Weil dem SC Preußen Münster nach dem Osnabrück-Spiel ein wenig die Innenverteidiger ausgegangen waren, musste Coach Marco Antwerpen improvisieren – und die Dreierkette auflösen. Jannik Borgmann und Lion Schweers bildeten die neue Innenverteidigung, Martin Kobylanski rückte überraschend für Kevin Rodrigues Pires in die Startelf und auch Rufat Dadashov und Lucas Cueto durften sich wieder von Beginn an beweisen. Max Schulze Niehues ersetzte Oliver Schnitzler nach dessen Verletzung im Tor.

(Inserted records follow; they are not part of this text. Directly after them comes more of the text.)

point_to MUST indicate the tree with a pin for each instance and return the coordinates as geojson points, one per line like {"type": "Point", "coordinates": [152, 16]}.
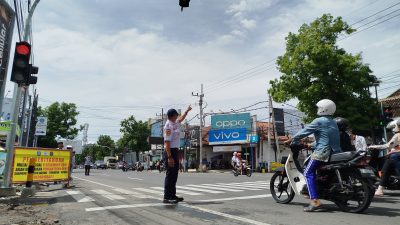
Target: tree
{"type": "Point", "coordinates": [61, 123]}
{"type": "Point", "coordinates": [314, 68]}
{"type": "Point", "coordinates": [134, 135]}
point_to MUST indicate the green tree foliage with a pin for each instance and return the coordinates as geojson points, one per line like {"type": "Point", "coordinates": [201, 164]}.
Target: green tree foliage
{"type": "Point", "coordinates": [61, 123]}
{"type": "Point", "coordinates": [134, 135]}
{"type": "Point", "coordinates": [314, 68]}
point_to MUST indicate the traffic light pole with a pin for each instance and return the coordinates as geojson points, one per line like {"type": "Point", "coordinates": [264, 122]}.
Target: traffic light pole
{"type": "Point", "coordinates": [6, 188]}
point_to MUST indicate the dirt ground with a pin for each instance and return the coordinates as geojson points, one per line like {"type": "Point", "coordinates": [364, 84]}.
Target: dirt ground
{"type": "Point", "coordinates": [27, 214]}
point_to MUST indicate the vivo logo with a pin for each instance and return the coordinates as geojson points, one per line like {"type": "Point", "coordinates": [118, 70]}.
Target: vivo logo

Um Fahrt aufzunehmen, brauchte das Spiel nur wenige Sekunden. Dann gewährten die Preußen dem KFC erstmals viele Freiheiten auf der linken Offensivseite, Christian Dorda schloss zu zentral ab (2.). Auf der Gegenseite tankte sich René Klingenburg in den Strafraum, doch Uerdingen stellte sich in höchster Not ihm entgegen (3.). Uerdingens Stefan Aigner nutzte schließlich eine Unsicherheit von Jannik Borgmann, zielte aber deutlich links vorbei (5.). Flotter Start!

Chancen auf beiden Seiten

Die junge Defensive des SCP wurde weiter gefordert, und sie ließ kurz darauf die nächste Großchance zu. Dieses Mal war Aigner auf rechts durch, Max Schulze Niehues stand sicher und parierte (13.). Münsters bis dato beste Gelegenheit resultierte aus einem Standard: Kobylanski zirkelte einen Freistoß aus 20 Metern auf die Latte (18.). Eine Minute darauf wuchtete Dadashov eine Direktabnahme auf den Kasten, René Vollath parierte klasse (19.).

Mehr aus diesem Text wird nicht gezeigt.